Azerbaijan, the host of this year’s climate change conference, COP29, has proposed to launch a new climate fund for developing countries. The fund can be financed through “voluntary” contributions from fossil-fuel producing countries and companies, according to Azerbaijan.
Azerbaijan’s proposal comes at a time when negotiation on a climate finance agreement is struggling to make progress. Finalising this finance agreement is the main agenda before COP29, which is scheduled to run from November 11 to 22 in Baku.
The agreement is supposed to include a decision on the amount of money that developed countries must be asked to raise in the post-2025 period to help developing countries fight climate change. The rich and industrialised countries are currently under an obligation to mobilise at least $100 billion annually for developing countries. The Paris Agreement, however, mandates that this amount must be increased after 2025 and every five years thereafter.
The new fund proposed by Azerbaijan, though well-intentioned, is unlikely to make a substantial difference to the availability of climate finance for developing countries.
An agreement on finance
Negotiations on the agreement have been ongoing for months. The idea is not to just replace the $100 billion figure with a higher amount but to finalise a more comprehensive agreement that would bring clarity and transparency to financial flows for climate action.
Currently, there are strong differences over even definitions of climate finance. Bhupender Yadav, India’s Union Minister for Environment, Forest and Climate Change, said last week that to achieve the goal of tackling climate change, an exact definition of climate finance — and what it should entail — must be arrived at.
Developing countries often complain of double-counting and innovative accounting, and say that the actual amount of money flowing in for climate action is significantly lower than the claims made by developed countries.
The other complaint relates to the neglect of adaptation activities. Most of the climate finance flows are directed at mitigation projects, the ones that lead to emissions reductions. This is because mitigation brings global dividends. Any emission reduction anywhere in the world benefits the entire planet.

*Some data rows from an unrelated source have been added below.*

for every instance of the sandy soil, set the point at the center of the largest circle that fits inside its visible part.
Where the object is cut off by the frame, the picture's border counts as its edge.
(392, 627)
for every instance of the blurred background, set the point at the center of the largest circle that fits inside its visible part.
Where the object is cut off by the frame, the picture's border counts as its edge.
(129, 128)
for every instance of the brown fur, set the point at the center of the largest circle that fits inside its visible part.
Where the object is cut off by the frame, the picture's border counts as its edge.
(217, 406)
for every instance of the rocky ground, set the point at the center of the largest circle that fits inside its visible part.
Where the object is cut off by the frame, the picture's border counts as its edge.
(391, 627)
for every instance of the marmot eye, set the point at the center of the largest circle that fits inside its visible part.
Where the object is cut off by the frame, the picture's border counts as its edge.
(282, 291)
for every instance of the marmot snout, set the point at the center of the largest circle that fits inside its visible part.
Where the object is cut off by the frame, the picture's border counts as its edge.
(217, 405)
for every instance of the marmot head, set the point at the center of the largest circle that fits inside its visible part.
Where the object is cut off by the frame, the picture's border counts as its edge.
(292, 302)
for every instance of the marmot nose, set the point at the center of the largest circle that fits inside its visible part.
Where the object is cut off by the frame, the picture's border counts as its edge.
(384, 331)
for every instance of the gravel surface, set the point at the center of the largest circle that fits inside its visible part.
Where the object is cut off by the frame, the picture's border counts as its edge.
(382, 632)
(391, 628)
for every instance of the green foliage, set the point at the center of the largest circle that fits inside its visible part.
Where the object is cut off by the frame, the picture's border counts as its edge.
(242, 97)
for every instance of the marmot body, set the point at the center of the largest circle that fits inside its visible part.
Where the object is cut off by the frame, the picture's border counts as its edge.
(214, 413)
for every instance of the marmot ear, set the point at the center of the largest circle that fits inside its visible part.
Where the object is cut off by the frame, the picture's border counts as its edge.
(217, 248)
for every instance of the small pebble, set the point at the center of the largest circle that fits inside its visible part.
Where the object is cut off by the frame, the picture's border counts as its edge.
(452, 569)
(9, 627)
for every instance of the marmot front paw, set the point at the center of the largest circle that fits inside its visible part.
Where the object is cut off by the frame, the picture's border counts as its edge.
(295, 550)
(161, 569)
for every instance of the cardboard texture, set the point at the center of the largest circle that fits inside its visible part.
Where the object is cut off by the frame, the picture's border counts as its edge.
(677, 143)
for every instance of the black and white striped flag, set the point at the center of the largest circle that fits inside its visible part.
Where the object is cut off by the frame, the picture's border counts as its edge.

On the other hand, adaptation has local benefits. Donor countries are less inclined to invest in projects that only benefit the recipients. Developing countries have been demanding that adaptation should receive at least 50% of climate finance, much more than the less than 20% that has gone into it so far. Even this amount has reduced in absolute terms in the last couple of years, according to a 2023 UN report. The finance agreement is supposed to ensure a more healthy balance.
The most important element of the finance agreement, however, is a decision on the new quantum of climate finance, over and above the $100 billion figure. Several assessments have shown that the money required for climate action now runs into trillions of dollars every year. The revised amount — known as the New Cumulative Quantitative Goal on finance (NCQG) — must reflect this changed reality.
Several developing countries, including India, have made formal proposals on the NCQG amount. The figures are mostly between $1 trillion and $1.5 trillion annually — about 1.5% of the combined GDP of the OECD countries, most of which are part of the group that are obligated to provide climate finance. But countries, which failed to meet even the $100 billion targets can hardly be expected to agree to such a large amount. As a result, little progress has been made on working out the contours of the finance agreement.
Expanding the donor base
Many countries which were in the low- or middle-income group when the responsibility for providing climate finance was assigned through provisions of the UN Framework Convention on Climate Change (UNFCCC) in the early 1990s, have now emerged as large economies with high incomes. Developed countries argue these countries too must be asked to contribute. For instance, China, today the world’s second-largest economy, South Korea, and the oil-rich Gulf nations such as Saudi Arabia and Qatar do not have any financing obligations under the UNFCCC.
The demand for expanding the donor base is not without merit, but it is a separate discussion. Moreover, the developed countries have never met their obligations, either relating to emissions reductions or finance. They did not meet their $100 billion commitments any year — a figure they had proposed without any discussion or needs assessment. The argument for expanding the donor base is, therefore, used mainly to continue to evade responsibilities under the international climate framework.
Azerbaijan’s fund
Azerbaijan’s proposed fund is supposed to be financed by oil and gas producing countries, and corporations, but in a voluntary manner. This has raised questions over the amount of money it can attract as even funds to which countries are obligated to contribute have remained undercapitalised. For instance, the Loss and Damage Fund — created at COP27 in Egypt, in 2022, after years of negotiation — has so far received pledges of just $600-700 million.
Azerbaijan’s fund, even if created, would not have the same status. It has not come through negotiations but at the initiative of a host country. Primarily, it is an effort towards making the COP outcomes more meaty, and leaving a legacy, much like similar initiatives by previous COP presidencies in the past.